RR-27.35 BY LESLIE ANTHONY Screen Shot 2020-08-21 at 15.17.37
The strange and amazing predatory bush cricket, Sago peda, is on its last legs in Central Asia due to overgrazing. Photo by Leslie Anthony

As our motley convoy—Bob, Kolya, Alek, the two Arams, Levon, Jingo, the human-sized bulldog, and myself—aimed south for a forest reserve on Armenia’s Iranian frontier, time unwound down every valley: animals roamed untended, beekeepers slept in meadows with their swarms, and haymakers from a Brueghel painting wandered the road with hand-hewn tools.

In a canyon hemmed by crenulated rock towers, we debarked for a reconnaissance hike to a ridge where Alek had seen endangered Armenian vipers in the spring—an almost senseless act given the 42˚C midday heat. Casually dressed to this point, Alek now donned Rambo-esque camo accessorized with a headscarf, wristbands, army boots, and a tool belt festooned with snake tongs, knife, and compass. Aping paterfamilias Aram No. 1, Levon’s preparation consisted of lighting another cigarette. 

The footing was near-impossible on the steep talus of ankle-battering, dinner-plate slabs we scrambled up; even side-hilling to lessen the angle was like walking diagonally across a sloping roof whose tiles occasionally shot from underfoot. After several hours we gained a rocky ridge with dizzying views across the valley to where, like a tilted wedding cake, cliff-layers angled into the icing of afternoon thermals.

Having found nothing to this point, Alek called a halt. Grateful for respite, Levon and I dove behind the largest boulders, him sparking another smoke while I greedily downed water. Sipping contemplatively from his own canteen, Alek mopped his brow, put his back to a rock, and pulled binoculars to his face. Though he looked to be scanning for enemy combatants, he was actually searching for… well, anything alive. Scrutinizing the landscape with Google Earth precision, Alek confirmed that the only animals foolish enough to be out in this heat were humans, eliciting evident disappointment. Resignedly, we’d begun descending through a walnut-shaded gully when Alek suddenly leaned over to pluck something up. He quickly turned to reveal thumb and forefinger pinching the thorax of a gangly, hand-sized arthropod. I fully expected a tarantula, but instead of eight beady little eyes embedded in a hairy head were two multifaceted orbs and the frantic, akimbo antennae of a smooth-faced… what? 

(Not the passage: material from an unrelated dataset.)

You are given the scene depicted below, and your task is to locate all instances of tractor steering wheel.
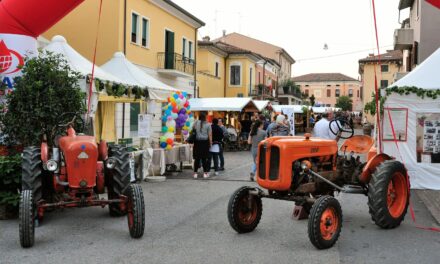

Where there should have been nasty, fanglike chelicerae I saw only sharp, chitinous mandibles hanging open like wire cutters. “Saga pedo,” smiled Rambo triumphantly, presciently answering my next question, “Like grasshopper… but eet lizard.” 

The predatory bush cricket—as it was more regularly known—represented a carnivorous branch of grasshopperdom that looked like a large ground spider and hunted like one, too. There was little doubt that if held improperly, it would inflict a painful bite. Sadly, the serendipity of seeing this unique creature was tempered by news that it was on its last spine-addled legs; unchecked grazing—the same responsible for steep declines in Armenia’s vipers—had also placed Saga pedo on the red-list across its Central Asian range. 

Early that evening, we’d finally arrived in Shikahogh State Forest Reserve, debarking into some unused barracks. The fact that the room soon smelled of fresh blood might have come from the pork the Arams were chopping on the concrete floor, but more likely the exsanguinations of a dogfight that Jackson Pollocked crimson arcs across the walls.

The Arams had been prepping a banquet for their friend, the park director, when, for reasons unknown, No. 1 unleashed Jingo from his heavy chain. When the director strolled in with arms outstretched in welcome, the tall, scrappy mutt by his side had immediately seen the back end of Jingo, an obvious intruder, and lunged for him with lips curled. Though I’d yet to see Jingo do anything more aggressive than lick his oddly conspicuous balls, the slugabed bulldog spun, ninja-like, vacuuming the attacking dog’s neck into his jaws and snapping them shut to a gut-wrenching cry. The room transformed instantly into a red chaos of dog, human, gear, meat and produce. Jingo held tight, shaking the larger beast like a cheerleader’s pom-pom. Even with teams pulling the bleeding canids apart while beating them with heavy sticks, the mess took five snarling minutes to disentangle. But the tussle was quickly forgotten as we got down to the business of banqueting.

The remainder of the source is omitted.